‘Grey cardinal’ faces her most important test: keeping the Russian economy afloat

Elvira Nabioellina has been faced with hot fires before, but now the president of the central bank is faced with an almost impossible task: to support the Russian economy and currency.

Daan Ballegeer

She was once called “the most expensive woman in the history of this country” in the Duma. As we write 2014, the communist Vyacheslav Tetyokin accuses Nabioellina that the Russian central bank under its care has already had to spend $70 billion in foreign reserves to stem the fall of the ruble.

In part, this was due to what is still bothering the ruble today: Western sanctions after an invasion of Ukraine, albeit limited to Crimea at the time. Yet there is also an important difference. At the time, the oil price dropped, which also dried up a major source of income. At the moment, that exchange rate is very high, and for the time being oil and gas money will continue to flow to Russia.

Yet the Russian economy is in the doldrums due to the war and sanctions. This is also reflected in the national currency, which has already lost more than 30 percent against the euro since the beginning of the year.

In 2014, Nabioellina finally had to give up the fight on the foreign exchange market. The central bank is not giving up yet. It is once again deploying its international reserves, and also hiked its key rate (short-term interest rate set by the central bank for its transactions with commercial banks) this week from 9.5 to 20 percent to combat screeching inflation.

Limit damage

This means that the woman who is called the ‘grey cardinal’ because of her technocratic image and sober style (simple suits in dull colours, low heels and a minimum of make-up) faces an almost impossible challenge: limiting the damage.

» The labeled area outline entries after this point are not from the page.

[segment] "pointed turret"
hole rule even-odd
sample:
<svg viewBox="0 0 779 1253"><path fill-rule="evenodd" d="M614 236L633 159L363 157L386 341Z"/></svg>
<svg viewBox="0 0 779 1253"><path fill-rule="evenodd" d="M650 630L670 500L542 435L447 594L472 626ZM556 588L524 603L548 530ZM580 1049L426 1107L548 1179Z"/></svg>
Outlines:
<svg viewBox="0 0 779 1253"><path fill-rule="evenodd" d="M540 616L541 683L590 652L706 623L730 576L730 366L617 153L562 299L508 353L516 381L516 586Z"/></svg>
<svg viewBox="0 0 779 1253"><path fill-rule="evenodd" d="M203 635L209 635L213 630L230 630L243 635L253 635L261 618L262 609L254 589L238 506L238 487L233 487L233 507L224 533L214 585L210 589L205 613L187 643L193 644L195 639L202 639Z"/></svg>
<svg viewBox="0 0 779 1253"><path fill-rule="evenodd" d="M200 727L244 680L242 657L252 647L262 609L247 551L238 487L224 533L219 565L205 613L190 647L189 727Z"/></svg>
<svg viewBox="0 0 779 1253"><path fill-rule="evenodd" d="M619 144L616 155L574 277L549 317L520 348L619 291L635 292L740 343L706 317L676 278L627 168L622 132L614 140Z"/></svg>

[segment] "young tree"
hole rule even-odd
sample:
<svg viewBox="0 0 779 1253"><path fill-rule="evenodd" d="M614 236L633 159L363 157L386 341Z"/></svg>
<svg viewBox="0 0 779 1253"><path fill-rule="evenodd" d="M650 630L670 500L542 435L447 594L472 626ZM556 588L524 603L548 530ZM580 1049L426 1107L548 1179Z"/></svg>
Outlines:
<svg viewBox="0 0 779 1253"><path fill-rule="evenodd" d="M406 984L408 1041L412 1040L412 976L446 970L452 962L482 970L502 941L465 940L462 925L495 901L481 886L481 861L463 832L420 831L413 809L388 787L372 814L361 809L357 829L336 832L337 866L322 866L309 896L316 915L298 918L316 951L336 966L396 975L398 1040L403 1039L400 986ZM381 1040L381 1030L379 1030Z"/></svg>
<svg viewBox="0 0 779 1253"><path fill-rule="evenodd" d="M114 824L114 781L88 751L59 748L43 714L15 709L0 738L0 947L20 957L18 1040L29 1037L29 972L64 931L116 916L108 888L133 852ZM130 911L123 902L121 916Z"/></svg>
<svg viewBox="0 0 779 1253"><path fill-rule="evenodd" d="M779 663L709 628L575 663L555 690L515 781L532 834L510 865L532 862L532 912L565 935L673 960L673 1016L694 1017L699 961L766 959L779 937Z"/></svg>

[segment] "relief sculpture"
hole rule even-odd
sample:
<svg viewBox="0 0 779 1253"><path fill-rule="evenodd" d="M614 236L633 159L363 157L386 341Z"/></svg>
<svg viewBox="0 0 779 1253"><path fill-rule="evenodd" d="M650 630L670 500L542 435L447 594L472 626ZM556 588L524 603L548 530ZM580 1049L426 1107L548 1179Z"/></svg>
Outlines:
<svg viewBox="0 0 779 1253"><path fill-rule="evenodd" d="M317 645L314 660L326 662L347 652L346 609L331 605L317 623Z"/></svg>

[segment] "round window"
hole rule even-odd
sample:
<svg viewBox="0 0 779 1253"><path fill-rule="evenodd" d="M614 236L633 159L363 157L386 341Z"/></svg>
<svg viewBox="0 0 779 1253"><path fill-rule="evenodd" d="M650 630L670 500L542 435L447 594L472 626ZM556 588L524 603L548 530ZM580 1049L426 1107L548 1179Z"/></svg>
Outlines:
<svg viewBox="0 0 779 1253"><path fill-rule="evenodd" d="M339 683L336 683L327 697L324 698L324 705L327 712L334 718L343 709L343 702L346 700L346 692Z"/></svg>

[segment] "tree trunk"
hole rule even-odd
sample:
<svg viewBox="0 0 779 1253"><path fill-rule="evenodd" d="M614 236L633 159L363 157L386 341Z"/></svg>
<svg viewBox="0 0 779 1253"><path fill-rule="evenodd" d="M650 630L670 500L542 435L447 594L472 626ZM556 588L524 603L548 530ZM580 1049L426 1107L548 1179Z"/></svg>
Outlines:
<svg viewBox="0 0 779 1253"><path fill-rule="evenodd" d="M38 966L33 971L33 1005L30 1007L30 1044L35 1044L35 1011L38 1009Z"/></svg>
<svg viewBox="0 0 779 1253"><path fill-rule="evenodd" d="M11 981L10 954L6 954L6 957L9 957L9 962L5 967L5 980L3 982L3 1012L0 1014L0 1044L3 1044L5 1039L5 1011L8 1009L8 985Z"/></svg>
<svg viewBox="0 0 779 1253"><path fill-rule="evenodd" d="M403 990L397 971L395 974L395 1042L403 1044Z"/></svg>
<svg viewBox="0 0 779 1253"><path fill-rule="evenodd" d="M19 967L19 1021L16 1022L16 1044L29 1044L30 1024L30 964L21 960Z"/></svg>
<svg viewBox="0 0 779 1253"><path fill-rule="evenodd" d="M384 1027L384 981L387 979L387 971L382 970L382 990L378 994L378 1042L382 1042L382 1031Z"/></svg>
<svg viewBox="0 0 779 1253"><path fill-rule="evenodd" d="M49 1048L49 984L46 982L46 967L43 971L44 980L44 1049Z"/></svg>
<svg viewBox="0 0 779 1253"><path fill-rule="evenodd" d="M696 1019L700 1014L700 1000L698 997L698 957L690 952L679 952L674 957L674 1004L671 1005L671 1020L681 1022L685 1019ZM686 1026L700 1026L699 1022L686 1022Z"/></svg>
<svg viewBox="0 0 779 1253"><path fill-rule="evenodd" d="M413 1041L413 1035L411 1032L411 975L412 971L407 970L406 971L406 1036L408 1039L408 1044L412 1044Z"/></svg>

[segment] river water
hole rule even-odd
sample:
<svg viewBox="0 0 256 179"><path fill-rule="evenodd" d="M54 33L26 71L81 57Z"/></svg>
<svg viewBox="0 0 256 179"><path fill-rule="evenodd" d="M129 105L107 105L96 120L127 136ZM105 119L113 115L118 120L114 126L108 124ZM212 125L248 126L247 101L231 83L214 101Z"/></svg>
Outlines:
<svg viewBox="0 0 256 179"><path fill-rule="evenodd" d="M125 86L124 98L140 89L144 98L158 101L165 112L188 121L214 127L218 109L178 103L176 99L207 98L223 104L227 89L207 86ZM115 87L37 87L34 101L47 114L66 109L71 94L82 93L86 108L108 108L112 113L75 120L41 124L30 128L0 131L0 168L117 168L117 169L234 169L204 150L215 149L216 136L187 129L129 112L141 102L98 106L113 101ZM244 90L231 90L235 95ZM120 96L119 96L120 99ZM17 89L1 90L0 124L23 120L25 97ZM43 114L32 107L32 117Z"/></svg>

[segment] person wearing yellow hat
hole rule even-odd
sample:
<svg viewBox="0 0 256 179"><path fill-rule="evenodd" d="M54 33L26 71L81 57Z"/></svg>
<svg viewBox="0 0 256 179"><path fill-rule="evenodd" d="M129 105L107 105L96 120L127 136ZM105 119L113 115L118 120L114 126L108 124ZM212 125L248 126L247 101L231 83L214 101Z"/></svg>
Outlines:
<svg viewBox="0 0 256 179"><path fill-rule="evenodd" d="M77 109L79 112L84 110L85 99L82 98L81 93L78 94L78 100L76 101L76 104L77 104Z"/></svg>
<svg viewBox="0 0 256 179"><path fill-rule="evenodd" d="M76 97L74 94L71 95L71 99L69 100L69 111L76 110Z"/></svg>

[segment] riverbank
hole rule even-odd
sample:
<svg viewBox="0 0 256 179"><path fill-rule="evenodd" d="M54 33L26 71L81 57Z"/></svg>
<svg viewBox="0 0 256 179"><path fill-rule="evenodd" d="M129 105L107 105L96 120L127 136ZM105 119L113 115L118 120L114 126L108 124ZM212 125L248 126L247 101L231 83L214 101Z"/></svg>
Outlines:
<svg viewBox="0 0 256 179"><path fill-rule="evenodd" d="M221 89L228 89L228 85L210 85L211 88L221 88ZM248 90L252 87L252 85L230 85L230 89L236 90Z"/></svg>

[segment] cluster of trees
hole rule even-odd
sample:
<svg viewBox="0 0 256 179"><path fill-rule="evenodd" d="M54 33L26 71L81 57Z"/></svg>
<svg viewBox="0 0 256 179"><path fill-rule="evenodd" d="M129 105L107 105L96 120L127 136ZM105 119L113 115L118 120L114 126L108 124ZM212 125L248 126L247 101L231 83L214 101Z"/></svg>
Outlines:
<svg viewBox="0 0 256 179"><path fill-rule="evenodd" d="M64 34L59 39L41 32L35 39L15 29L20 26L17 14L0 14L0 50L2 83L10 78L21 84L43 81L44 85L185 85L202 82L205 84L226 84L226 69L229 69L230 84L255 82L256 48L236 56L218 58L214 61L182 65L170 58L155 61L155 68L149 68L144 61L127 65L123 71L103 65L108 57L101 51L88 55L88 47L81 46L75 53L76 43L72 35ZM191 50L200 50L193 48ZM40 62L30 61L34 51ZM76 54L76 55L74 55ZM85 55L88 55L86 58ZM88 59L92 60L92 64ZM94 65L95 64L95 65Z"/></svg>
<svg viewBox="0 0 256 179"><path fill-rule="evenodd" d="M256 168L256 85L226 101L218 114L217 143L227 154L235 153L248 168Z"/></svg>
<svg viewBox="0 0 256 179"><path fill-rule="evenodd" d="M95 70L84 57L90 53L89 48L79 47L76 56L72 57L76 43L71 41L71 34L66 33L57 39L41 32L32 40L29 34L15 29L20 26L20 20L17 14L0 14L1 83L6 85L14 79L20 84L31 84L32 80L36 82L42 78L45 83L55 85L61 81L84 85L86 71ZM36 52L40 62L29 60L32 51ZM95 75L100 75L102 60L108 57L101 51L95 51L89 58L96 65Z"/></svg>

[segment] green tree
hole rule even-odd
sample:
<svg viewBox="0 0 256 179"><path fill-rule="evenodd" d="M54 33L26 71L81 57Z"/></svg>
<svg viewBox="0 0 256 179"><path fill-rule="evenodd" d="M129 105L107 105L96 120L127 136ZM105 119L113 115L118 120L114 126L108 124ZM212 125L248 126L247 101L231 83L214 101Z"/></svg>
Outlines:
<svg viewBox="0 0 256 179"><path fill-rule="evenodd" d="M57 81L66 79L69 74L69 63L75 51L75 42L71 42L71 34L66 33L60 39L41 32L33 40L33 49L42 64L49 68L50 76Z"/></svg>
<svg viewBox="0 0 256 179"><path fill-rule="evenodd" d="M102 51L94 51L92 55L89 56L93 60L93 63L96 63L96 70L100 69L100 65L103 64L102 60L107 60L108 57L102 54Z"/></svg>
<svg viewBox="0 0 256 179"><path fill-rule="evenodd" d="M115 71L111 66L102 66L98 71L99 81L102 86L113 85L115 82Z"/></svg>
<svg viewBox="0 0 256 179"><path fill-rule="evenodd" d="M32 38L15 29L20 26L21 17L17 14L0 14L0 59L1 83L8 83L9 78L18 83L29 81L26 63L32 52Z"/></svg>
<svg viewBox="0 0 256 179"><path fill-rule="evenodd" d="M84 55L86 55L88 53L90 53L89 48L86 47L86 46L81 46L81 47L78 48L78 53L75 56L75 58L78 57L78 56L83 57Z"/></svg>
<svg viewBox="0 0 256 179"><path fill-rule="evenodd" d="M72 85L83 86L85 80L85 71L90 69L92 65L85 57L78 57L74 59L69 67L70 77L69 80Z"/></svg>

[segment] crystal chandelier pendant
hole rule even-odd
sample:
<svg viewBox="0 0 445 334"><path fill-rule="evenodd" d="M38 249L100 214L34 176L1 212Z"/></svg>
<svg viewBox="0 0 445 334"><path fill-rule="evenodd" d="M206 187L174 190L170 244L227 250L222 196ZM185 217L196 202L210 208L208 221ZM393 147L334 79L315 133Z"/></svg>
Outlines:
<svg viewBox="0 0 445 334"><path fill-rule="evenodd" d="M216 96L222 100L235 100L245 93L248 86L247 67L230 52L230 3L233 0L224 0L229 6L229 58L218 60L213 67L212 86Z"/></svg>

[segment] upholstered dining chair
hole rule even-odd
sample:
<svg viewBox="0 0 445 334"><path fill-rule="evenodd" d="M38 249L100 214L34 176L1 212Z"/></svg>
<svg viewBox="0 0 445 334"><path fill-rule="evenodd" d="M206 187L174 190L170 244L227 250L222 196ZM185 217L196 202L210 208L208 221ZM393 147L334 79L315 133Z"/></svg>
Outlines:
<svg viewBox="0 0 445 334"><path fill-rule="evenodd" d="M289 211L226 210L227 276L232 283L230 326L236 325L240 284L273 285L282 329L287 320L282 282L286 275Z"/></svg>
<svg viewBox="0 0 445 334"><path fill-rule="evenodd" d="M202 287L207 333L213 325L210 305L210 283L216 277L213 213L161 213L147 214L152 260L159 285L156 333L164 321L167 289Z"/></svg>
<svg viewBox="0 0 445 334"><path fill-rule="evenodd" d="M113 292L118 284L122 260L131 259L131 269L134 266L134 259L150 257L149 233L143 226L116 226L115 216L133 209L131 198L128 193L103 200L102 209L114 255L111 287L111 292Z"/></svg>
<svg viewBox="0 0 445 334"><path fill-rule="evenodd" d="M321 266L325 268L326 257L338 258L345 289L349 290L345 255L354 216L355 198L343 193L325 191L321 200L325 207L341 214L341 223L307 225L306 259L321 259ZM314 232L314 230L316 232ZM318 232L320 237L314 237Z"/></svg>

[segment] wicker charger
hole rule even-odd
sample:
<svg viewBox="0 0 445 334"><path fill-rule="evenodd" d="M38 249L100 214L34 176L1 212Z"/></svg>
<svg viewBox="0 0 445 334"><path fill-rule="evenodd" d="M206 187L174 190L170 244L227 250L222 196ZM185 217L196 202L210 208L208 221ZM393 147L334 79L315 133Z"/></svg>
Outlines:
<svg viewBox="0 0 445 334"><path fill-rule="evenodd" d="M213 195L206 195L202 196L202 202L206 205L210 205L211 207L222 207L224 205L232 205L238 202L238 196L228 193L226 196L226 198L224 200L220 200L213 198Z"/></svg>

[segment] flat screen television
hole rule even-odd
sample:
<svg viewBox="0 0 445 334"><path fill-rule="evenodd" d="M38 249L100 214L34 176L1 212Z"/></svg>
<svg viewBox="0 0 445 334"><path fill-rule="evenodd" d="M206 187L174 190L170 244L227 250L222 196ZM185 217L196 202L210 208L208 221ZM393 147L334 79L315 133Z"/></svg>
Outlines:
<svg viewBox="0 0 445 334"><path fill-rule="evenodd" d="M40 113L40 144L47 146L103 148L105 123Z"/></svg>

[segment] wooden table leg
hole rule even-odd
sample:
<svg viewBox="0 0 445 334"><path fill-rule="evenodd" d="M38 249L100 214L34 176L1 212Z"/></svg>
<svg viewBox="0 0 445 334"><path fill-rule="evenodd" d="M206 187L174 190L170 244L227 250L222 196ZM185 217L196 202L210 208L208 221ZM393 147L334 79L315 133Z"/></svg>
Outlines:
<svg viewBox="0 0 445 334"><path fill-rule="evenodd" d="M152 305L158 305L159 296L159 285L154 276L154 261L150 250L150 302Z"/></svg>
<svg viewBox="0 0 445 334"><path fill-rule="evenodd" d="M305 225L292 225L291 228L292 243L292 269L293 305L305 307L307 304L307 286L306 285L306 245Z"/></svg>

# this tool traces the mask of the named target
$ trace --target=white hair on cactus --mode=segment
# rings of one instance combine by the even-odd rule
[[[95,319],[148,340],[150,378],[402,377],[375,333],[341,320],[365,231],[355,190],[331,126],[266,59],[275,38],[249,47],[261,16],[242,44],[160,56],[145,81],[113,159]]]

She owes that assignment to Vladimir Putin, who has served her in various capacities for 15 years. Before joining the Russian central bank in 2013, Nabioellina was its minister of economic affairs and trade for five years. A period in which she had to steer Russia through the financial and economic crisis as best she could.

After Putin’s re-election in 2012, Nabioellina briefly became the chief economic adviser to Russia’s most powerful man, before instructing her to run Russia’s central bank.

A surprise, also for her, because the then vice president of that institution, Alexei Ulyukayev, was seen as the big contender. His political poems probably killed him. In one, he called on his children to leave Russia and go somewhere “where your mouth is not always shut, and sometimes the truth is spoken.”

It must have come as little consolation to Ulyukayev that Nabioellina herself is a great lover of poetry. In this way she can quote many of Paul Verlaine’s poems from memory.

“As a central banker, she will have to stand firm and dare to say no to the president,” her mentor and former economy minister Yevgeny Yasin had warned when her appointment became known. ‘That will be quite a challenge.’

After a shaky start in which she acted rather half-heartedly, Nabioellina grew into her role. She mainly focused on more and better supervision of the financial markets.

fearless

Her job is not without danger. In 2006, Vice-President Andrei Kozlov, in charge of regulation, was shot dead in the street by a hit man. But Nabioellina seems fearless, and dares to go against the grain of even the most powerful Russian. For example, it raised interest rates several times against the wishes of the Kremlin when inflation made it necessary.

Putin’s acceptance of this is reflected in the stature of the 58-year-old economist who was born into a Tatar working-class family in the city of Ufa, located between the Ural Mountains and the Volga. Husband Yaroslav Kuzminov explained to Bloomberg news agency that as a child she was mainly engaged in learning French, listening to classical music, and reading Tolstoy, Dostoevsky and Kafka.

In the 1980s, Nabioellina went to Moscow State University to study economics. Although the curriculum still relied heavily on the writings of Marx and Lenin, her electives also gave her wind of the ideas of Western economists such as Robert Higgs and Joan Robinson. She resolutely came to call herself “a liberal economist.”

At the university she also met her husband Yaroslav Kuzminov, who is now director of the Higher School of Economics. He was one of her teachers at the time. It is also during this period that she resigns from the Communist Party, disenchanted with the slow reforms with which Mikhail Gorbachev is trying to keep the Soviet Union afloat.

As a central banker, she has built up a good reputation by guiding her country through two financial crises. But a war is different. The weapons at Nabioellina’s disposal are mainly aimed at the domestic economy, but the fireworks come from outside.

Elvira Nabioellina
During her university studies, Nabioellina had to listen above all to her future husband, who was then her teacher. Since they got married, she absolutely wants to have the last word, according to friends of the couple. They joked to Russia Today that Nabioellina last agreed with Kuzminov when she said yes to his marriage proposal.

Vladimir Putin publicly calls her ‘Elvira’, a very atypical familiarity. When she wanted to clean up the Russian banking sector in 2016, she presented her controversial plan directly to him, a very bold move. She got it back with “I agree.” scribbled on it.

Nabioellina has a sober style, but nevertheless manages to convey messages to the financial markets through a clever choice of brooches. In recent years, for example, she wore one of a wave (flaring pandemic), a bullfinch (resilience) and a dove (easing monetary policy).